Juan Esteban Aristizábal Vázquez, better known in the music world as Juanes, is a Colombian singer and songwriter. He has been releasing solo albums every three or four years since Fíjate Bien (Take a Good Look) in the year 2000. In 2005, he released the single “La Camisa Negra” (The Black Shirt), which quickly became popular around the world. This song was at one point number 89 on Billboard’s Hot 100, a rare achievement for a song with non-English lyrics.
After proving himself with the success of “La Camisa Negra,” Juanes continues to release popular albums nearly a decade later. Just last year, he released his sixth studio album, Loco de Amor (Crazy in Love). This album consists of eleven songs, each with Spanish lyrics written entirely or in part by Juanes himself. Most are firmly planted in the Latin Pop genre, although, despite his acoustic guitar, others could easily be classified as rock.
True to its name, Juanes’ new album contains songs about relationships and love. Of course, this really does not limit the tone of his songs, as he includes one for every part of a dramatized relationship instead of the sought after, unrealistic story of falling in love and living happily ever after. The title song, “Loco de Amor,” is about the unnoticed stalker in love. “La Luz” (The Light) is about two people meeting at a wild party and presumably never encountering each other again. “La Verdad” (The Truth), which conveniently is right after “La Luz” on the album listing, is about trying to forget a relationship that was not worth it or that ended badly.
Another of Loco de Amor’s songs worth mentioning would be “Mil Pedazos” (Thousand Pieces). It is a nice example of when love goes wrong. “Mil Pedazos” includes the decidedly dark (transalted) phrases “My body explodes into a thousand pieces” and “I cut my soul into a thousand pieces,” but instead of being depressing, this song is actually sort of uplifting because as he sings, Juanes sounds quite happy about the whole thing.

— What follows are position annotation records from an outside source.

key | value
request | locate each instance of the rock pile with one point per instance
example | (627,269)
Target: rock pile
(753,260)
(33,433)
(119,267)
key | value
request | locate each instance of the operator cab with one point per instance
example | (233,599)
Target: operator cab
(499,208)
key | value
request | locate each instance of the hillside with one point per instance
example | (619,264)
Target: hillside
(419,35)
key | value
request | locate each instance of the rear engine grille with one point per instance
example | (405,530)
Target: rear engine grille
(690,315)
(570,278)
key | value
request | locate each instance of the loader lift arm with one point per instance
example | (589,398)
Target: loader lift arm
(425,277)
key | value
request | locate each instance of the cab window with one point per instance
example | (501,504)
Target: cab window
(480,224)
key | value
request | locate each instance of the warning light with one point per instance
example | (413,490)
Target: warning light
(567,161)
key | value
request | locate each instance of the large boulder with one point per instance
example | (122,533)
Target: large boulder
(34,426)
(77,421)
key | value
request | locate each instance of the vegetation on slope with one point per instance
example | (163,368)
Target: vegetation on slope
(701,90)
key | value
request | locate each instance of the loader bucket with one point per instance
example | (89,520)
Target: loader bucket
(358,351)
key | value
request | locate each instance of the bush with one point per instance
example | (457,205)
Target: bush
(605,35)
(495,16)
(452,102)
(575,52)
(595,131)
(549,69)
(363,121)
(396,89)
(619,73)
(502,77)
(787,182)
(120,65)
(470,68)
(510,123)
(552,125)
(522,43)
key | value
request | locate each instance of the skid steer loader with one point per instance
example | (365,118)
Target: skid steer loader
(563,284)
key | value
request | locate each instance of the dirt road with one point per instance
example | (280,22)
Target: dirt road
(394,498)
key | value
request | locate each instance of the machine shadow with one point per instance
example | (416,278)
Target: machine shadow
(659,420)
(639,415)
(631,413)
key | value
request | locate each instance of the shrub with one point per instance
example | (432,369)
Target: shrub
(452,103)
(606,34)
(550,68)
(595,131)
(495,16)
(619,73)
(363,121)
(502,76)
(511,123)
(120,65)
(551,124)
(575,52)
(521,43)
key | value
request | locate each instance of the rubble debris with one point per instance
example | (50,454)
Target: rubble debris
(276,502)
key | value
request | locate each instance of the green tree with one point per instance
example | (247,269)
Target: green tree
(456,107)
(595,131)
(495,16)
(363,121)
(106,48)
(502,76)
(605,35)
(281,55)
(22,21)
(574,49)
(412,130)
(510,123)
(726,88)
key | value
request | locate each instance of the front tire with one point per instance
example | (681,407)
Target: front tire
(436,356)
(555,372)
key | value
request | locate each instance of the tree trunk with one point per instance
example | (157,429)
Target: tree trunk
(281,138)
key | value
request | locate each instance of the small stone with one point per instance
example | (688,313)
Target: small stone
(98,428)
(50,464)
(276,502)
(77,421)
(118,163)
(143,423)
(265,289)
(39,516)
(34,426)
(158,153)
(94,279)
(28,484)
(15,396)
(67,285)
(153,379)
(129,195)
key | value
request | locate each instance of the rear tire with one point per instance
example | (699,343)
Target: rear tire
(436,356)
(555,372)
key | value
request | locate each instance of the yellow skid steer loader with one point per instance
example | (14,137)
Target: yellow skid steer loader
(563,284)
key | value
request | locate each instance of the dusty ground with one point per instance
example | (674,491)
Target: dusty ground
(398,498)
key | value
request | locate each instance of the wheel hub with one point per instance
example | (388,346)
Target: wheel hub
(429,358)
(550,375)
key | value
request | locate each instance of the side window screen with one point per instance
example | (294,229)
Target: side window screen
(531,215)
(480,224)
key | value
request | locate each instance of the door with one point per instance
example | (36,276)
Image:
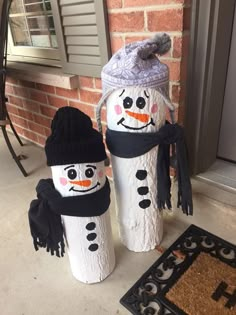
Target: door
(227,139)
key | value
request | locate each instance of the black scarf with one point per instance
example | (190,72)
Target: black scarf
(45,213)
(129,145)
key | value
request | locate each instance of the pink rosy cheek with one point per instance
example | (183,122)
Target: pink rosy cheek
(100,174)
(118,109)
(63,181)
(154,108)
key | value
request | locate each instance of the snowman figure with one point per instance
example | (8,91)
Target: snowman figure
(78,196)
(135,89)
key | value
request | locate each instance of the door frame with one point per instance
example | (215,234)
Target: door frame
(210,38)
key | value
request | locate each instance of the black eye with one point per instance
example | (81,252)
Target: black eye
(89,172)
(72,173)
(127,102)
(140,102)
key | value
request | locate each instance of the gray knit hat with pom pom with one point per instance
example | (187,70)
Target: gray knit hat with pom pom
(137,65)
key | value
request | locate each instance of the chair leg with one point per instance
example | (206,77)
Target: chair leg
(14,130)
(12,151)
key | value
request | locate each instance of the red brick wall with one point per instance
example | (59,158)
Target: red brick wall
(32,105)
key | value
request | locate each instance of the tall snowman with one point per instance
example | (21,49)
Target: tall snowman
(135,90)
(75,202)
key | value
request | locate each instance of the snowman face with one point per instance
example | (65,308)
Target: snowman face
(78,179)
(135,109)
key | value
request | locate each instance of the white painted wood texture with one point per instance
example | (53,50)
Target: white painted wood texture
(88,266)
(141,229)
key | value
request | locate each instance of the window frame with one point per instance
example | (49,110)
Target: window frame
(31,54)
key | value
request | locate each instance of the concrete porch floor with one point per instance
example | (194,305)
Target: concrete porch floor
(34,283)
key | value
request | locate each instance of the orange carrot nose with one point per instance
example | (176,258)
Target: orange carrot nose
(140,117)
(84,183)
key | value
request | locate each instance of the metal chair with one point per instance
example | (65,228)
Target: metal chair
(4,116)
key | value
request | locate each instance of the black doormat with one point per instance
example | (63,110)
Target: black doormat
(157,291)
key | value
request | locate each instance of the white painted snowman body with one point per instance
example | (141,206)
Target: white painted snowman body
(137,109)
(89,239)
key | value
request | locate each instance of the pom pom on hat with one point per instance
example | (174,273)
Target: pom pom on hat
(137,65)
(73,139)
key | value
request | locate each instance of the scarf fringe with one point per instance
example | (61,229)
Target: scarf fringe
(59,250)
(163,203)
(185,202)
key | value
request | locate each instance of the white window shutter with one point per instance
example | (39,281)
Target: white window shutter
(82,35)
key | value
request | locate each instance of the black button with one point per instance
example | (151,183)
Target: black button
(145,203)
(127,102)
(91,236)
(93,247)
(140,103)
(143,190)
(141,174)
(90,226)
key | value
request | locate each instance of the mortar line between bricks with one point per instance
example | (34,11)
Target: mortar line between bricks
(148,8)
(91,89)
(134,34)
(32,89)
(29,110)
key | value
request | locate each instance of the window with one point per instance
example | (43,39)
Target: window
(72,31)
(32,31)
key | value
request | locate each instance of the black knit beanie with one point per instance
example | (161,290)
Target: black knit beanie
(73,139)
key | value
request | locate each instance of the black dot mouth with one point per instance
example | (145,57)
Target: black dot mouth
(120,122)
(77,190)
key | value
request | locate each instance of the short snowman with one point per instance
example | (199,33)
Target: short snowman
(135,90)
(79,194)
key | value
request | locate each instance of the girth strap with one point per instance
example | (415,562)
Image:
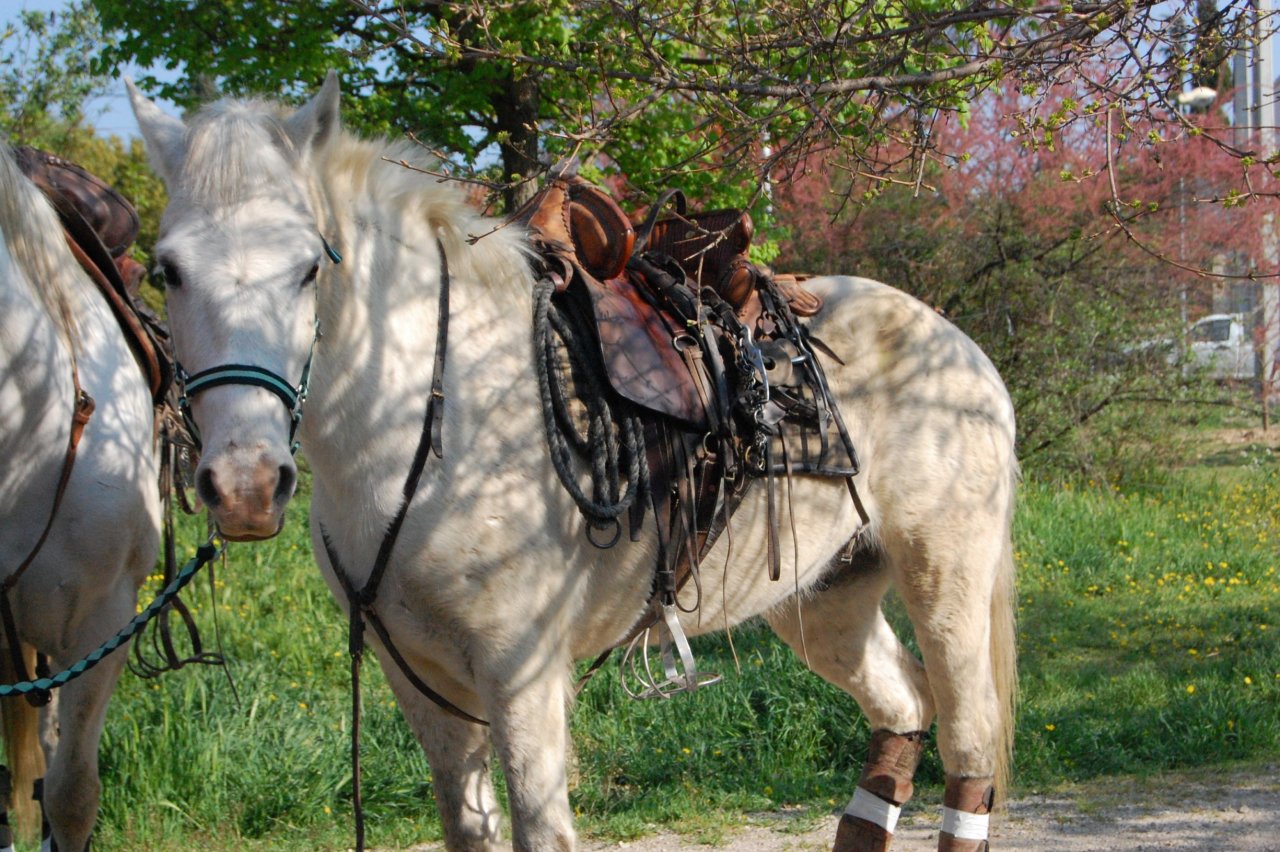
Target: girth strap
(81,413)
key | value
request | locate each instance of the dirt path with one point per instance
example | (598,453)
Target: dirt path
(1221,814)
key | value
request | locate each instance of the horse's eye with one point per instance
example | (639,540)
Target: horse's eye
(169,275)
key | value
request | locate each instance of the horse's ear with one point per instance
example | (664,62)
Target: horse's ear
(314,123)
(161,133)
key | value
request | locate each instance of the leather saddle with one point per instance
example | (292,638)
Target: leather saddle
(581,234)
(100,228)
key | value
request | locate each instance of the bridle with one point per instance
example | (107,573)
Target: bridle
(293,397)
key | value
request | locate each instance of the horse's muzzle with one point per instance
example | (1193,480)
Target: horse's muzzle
(246,500)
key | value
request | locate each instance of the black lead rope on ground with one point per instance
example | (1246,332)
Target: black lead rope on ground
(205,554)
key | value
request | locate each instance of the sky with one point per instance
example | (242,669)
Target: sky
(110,113)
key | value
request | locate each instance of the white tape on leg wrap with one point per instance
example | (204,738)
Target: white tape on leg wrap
(964,825)
(868,806)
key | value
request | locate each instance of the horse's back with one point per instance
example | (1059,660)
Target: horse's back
(927,408)
(58,326)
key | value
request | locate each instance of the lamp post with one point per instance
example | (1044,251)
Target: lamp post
(1192,100)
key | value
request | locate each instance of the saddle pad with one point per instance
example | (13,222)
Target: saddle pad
(639,351)
(105,210)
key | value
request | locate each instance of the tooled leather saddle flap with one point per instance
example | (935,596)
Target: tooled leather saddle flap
(585,229)
(100,225)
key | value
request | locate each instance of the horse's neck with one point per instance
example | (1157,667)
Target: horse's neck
(35,408)
(374,367)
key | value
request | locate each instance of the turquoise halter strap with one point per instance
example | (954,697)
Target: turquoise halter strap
(246,374)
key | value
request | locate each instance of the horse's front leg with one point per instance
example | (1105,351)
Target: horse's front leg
(458,752)
(528,713)
(72,788)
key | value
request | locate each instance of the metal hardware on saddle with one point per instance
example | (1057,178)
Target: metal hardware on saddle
(722,376)
(639,678)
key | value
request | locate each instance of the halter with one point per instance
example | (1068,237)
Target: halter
(293,397)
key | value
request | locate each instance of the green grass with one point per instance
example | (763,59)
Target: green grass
(1148,639)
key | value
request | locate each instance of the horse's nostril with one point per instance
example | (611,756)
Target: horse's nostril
(206,488)
(284,484)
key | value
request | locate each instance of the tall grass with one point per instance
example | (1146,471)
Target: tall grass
(1148,642)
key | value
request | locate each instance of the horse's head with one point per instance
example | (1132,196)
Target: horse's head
(241,247)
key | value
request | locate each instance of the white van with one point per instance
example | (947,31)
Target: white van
(1221,344)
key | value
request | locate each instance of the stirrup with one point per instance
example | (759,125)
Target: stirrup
(636,664)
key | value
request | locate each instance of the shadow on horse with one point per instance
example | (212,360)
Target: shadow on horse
(489,590)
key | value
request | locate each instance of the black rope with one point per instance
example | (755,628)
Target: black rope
(613,445)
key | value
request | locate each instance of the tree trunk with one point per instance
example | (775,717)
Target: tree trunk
(516,109)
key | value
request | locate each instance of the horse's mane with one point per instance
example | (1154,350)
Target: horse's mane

If someone were to listen to it without knowing Spanish, he or she might mistake this for a song about kittens and sunny days at the park.
Of course, an artist would be hard pressed to release an album entirely about love without including the obligatory two stereotypical love songs, one professing undying love to someone, and the other too whiny for the lyrics to matter at all. Unfortunately, Juanes did not escape this baffling tradition, as “Laberinto” (Labyrinth) and “Una Flor” (A Flower) fit these descriptions with “Una Flor” being decidedly whinier and more pining than the other ten songs of Loco de Amor.
Even with these two throw away songs, Juanes’ new album was a popular release and has been nominated for the 2015 Lo Nuestro Award for Pop Album of the Year. In 2014, Loco de Amor was nominated for, and subsequently won the Latin Grammy Award for best Pop/Rock Album.
As far as future plans, Juanes has not announced a new album or upcoming tour yet, but if his release record is any indication, he will have another album in the next three or four years.